5 May 2024

Wiltshire PCC joins fight to tackle cannabis cultivation

Wiltshire PCC Philip Wilkinson – alongside four other Police and Crime Commissioners in the south west – has joined forces to lobby landlords, letting agents and housing companies in their fight to drive drugs from the region’s streets.

The PCCs from Wiltshire, Avon and Somerset, Devon and Cornwall, Dorset and Gloucestershire, have urged letting agents and housing companies to identify and report suspected cannabis farms, as well as writing to national governing bodies involved with landlords and home lettings to raise awareness – asking for greater collaboration to fight cannabis cultivation in communities.

Focused lobbying by the PCCs forms part of a regional drugs operation involving all five Commissioners and their respective police forces, and key partners, which aims to showcase the south west is no place for drugs.

The intensification work, known as Operation Scorpion, focuses on the supply chain by organised crime groups and associated crime, in particular cannabis cultivation.

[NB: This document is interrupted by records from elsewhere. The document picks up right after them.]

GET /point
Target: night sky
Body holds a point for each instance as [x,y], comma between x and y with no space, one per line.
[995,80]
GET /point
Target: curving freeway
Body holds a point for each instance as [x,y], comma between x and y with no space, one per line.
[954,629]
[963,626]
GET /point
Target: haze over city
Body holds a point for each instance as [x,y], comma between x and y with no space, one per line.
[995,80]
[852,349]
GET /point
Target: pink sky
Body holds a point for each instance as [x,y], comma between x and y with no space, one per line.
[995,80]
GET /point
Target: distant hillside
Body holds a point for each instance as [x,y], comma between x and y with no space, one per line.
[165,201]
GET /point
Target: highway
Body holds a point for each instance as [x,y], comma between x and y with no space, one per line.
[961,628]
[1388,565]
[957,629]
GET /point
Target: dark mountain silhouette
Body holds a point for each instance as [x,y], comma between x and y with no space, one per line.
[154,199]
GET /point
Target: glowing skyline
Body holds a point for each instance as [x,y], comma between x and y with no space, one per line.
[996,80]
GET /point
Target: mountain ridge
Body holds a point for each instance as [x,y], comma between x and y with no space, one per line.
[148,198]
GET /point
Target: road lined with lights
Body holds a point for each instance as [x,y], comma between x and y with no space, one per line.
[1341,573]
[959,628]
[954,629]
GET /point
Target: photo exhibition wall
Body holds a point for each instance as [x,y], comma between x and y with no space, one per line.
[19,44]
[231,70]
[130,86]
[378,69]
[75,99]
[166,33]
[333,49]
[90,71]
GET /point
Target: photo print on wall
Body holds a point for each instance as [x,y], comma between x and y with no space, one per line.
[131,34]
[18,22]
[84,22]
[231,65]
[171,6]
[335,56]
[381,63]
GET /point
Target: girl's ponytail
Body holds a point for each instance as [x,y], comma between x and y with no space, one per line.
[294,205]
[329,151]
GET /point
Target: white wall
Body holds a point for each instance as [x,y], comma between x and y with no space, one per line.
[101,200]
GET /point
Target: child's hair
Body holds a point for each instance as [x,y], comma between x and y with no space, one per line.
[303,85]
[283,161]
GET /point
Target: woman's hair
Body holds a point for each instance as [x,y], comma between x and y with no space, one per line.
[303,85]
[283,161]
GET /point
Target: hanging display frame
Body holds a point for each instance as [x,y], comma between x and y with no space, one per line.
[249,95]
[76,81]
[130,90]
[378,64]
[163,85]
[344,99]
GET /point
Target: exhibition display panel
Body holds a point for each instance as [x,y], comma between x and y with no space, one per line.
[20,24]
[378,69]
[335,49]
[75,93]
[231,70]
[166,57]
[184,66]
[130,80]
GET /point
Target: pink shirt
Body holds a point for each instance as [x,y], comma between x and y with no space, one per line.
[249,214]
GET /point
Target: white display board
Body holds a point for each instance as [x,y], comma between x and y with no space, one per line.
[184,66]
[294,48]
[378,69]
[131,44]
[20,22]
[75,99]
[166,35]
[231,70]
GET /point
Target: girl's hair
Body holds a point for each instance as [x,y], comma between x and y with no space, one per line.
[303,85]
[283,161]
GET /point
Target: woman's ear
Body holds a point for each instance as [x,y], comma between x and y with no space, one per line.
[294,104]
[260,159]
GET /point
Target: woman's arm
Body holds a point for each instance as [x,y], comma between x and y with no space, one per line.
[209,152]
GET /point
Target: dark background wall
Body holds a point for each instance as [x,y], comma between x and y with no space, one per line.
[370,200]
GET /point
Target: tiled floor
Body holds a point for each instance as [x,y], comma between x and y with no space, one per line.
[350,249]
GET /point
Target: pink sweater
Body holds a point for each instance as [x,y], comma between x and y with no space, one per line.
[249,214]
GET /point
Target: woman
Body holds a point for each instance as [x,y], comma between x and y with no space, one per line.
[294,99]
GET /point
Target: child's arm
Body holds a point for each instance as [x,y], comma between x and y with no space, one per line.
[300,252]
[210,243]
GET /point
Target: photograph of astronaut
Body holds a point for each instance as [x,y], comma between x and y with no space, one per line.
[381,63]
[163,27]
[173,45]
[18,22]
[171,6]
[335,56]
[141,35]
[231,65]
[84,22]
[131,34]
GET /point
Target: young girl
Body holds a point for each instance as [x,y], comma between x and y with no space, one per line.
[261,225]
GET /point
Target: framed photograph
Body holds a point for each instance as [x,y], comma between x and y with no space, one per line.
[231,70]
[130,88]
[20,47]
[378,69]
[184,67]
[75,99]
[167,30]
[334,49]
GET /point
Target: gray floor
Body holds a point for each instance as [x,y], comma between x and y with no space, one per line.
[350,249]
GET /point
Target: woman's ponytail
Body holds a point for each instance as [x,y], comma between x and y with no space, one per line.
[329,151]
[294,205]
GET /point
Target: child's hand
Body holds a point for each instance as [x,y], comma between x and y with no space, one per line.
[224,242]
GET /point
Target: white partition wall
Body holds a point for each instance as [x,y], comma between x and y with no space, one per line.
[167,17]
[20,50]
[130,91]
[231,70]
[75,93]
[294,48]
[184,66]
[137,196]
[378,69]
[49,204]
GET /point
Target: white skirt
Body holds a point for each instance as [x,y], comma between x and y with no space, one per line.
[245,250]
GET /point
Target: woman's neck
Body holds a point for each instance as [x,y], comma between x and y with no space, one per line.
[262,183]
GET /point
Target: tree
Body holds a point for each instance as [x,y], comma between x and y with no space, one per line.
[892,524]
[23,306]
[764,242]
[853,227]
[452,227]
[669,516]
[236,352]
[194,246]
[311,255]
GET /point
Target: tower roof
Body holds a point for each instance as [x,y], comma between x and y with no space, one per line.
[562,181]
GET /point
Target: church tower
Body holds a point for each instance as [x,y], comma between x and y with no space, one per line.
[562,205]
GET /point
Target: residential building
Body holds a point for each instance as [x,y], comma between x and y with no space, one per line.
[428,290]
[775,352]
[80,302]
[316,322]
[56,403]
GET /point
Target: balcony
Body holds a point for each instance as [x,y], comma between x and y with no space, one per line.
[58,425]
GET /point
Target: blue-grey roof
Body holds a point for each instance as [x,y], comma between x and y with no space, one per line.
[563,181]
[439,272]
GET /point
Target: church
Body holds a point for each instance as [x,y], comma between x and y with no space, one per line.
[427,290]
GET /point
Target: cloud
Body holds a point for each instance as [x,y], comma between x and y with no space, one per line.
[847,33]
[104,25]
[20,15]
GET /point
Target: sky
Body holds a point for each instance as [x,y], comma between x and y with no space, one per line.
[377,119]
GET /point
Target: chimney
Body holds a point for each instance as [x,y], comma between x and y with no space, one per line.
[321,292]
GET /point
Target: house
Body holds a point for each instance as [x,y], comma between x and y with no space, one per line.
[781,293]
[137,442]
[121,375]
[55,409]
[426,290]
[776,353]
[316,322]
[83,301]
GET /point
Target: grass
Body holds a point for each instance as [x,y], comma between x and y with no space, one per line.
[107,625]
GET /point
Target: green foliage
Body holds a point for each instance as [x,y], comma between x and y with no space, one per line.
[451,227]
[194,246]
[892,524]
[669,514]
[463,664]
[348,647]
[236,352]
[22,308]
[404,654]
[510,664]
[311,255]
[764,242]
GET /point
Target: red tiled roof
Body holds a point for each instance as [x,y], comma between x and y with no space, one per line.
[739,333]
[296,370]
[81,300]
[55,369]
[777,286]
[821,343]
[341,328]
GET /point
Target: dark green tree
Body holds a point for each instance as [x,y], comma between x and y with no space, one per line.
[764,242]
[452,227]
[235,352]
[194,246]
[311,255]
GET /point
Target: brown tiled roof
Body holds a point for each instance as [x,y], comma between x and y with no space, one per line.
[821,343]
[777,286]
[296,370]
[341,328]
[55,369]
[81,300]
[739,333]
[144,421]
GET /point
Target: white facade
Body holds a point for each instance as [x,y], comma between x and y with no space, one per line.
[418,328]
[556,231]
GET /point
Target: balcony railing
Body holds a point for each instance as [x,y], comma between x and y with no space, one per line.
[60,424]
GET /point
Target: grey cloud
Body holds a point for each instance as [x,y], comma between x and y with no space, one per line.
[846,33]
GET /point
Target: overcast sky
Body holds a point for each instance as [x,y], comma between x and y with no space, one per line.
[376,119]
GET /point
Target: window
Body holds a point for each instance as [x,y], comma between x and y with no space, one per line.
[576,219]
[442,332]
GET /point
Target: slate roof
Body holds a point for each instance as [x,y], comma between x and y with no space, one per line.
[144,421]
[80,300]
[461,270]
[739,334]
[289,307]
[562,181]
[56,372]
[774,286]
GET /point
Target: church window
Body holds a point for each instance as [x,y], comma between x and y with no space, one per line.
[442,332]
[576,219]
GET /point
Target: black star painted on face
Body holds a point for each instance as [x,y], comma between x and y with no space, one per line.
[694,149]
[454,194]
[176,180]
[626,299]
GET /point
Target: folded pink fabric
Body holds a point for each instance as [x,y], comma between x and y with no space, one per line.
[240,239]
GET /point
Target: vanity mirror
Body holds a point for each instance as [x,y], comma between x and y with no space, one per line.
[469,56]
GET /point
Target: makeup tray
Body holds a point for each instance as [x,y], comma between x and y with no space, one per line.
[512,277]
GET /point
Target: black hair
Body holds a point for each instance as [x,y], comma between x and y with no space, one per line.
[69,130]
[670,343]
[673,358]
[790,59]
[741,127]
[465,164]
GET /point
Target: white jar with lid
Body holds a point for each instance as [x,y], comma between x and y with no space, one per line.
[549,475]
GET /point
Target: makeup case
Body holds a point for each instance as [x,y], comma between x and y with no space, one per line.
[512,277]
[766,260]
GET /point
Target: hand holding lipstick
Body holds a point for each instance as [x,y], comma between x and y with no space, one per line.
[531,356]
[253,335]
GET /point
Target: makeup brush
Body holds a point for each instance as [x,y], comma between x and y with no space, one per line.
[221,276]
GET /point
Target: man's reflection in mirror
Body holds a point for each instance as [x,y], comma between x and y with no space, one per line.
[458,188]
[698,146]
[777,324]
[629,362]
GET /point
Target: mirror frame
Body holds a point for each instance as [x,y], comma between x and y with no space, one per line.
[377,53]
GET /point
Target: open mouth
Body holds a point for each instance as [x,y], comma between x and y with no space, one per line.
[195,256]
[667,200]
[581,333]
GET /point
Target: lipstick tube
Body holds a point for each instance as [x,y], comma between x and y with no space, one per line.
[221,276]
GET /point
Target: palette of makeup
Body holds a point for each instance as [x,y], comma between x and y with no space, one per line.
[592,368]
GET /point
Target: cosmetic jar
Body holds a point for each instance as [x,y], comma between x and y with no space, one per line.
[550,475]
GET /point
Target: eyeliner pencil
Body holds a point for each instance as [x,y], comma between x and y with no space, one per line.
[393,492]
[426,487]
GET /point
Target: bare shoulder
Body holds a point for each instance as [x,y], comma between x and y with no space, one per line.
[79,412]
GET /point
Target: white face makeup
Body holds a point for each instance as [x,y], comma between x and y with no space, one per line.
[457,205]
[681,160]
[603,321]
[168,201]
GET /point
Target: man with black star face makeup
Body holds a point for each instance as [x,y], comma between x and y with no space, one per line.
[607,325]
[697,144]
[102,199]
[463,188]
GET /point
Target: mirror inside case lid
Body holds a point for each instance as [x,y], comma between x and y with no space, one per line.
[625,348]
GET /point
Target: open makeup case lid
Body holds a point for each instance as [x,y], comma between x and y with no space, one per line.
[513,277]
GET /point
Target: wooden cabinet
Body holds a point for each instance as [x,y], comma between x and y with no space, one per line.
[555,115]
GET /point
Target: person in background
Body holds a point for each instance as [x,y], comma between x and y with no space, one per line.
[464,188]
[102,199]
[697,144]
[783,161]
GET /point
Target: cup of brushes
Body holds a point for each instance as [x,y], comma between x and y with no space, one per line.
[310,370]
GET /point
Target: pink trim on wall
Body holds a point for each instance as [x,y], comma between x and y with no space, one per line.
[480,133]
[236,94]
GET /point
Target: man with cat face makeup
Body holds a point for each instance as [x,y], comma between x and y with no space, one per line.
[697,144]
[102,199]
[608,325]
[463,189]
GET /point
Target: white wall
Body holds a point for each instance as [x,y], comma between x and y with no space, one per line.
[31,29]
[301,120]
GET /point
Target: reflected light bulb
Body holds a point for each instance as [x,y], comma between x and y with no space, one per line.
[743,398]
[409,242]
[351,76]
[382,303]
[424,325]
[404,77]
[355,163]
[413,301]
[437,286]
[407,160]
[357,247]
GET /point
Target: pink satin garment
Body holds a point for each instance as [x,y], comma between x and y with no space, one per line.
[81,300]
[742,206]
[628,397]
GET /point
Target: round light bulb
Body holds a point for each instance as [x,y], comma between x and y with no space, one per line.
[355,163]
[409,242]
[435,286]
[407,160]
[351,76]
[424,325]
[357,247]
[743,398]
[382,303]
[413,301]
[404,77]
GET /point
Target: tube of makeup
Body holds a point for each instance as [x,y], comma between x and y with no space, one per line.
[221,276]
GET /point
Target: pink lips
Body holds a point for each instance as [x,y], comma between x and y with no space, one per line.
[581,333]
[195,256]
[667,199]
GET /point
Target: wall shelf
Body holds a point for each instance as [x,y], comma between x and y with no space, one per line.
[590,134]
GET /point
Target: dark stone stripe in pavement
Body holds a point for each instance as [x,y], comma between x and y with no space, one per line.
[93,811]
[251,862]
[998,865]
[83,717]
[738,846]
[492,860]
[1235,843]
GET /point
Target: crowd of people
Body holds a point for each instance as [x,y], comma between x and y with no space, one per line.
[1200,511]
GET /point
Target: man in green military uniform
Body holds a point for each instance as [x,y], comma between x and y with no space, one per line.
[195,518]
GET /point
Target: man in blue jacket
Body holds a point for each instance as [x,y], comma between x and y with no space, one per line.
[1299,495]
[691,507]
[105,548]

The letter advises how to spot the signs within tenants and the property itself, including:

  • Asking for complete privacy – requesting no periodic inspections
  • Blacked-out windows and frequent visitors throughout the day and night
  • Light sources coming from the property even during the night.
  • It also explains how letting agents and housing companies have a legal obligation to report any concerns, what information should be reported and how to file a report.

Mr Wilkinson said: “As we have seen recently in Swindon and elsewhere in the County, tackling drug crime and serious violence, requires collaborative working with a whole series of local government and non-government stakeholders and partner.

Under the government’s serious violence duty legislation from early this year, PCCs have been tasked to convene partners to ensure that we tackle collaborate the causes, symptoms and consequences of drug abuse and the drug trade.

“Communities, where drugs are cultivated and dealt, are simply fed up with the misery this type of crime brings to their doorsteps.

“Of course, we are all aware of the detrimental effects, misery, and harm that illegal drugs bring, not only to our wider communities but to those vulnerable individuals within society who are often forced, coerced, or exploited into conducting this illegal activity on the behalf of organised criminals.

“But unless it is happening where you live, day in and day out, you are extremely likely to be unaffected by it.

“Criminals target properties for cultivation, and we are calling on all landlords, letting agents and housing companies to be wise to the types of activity that could be happening in their properties.

“This is why we must tackle the issue of cannabis cultivation head-on, and this collaborative approach between myself and the other PCCs reinforces the message that no matter where you live in the South West, there is no place for drugs.”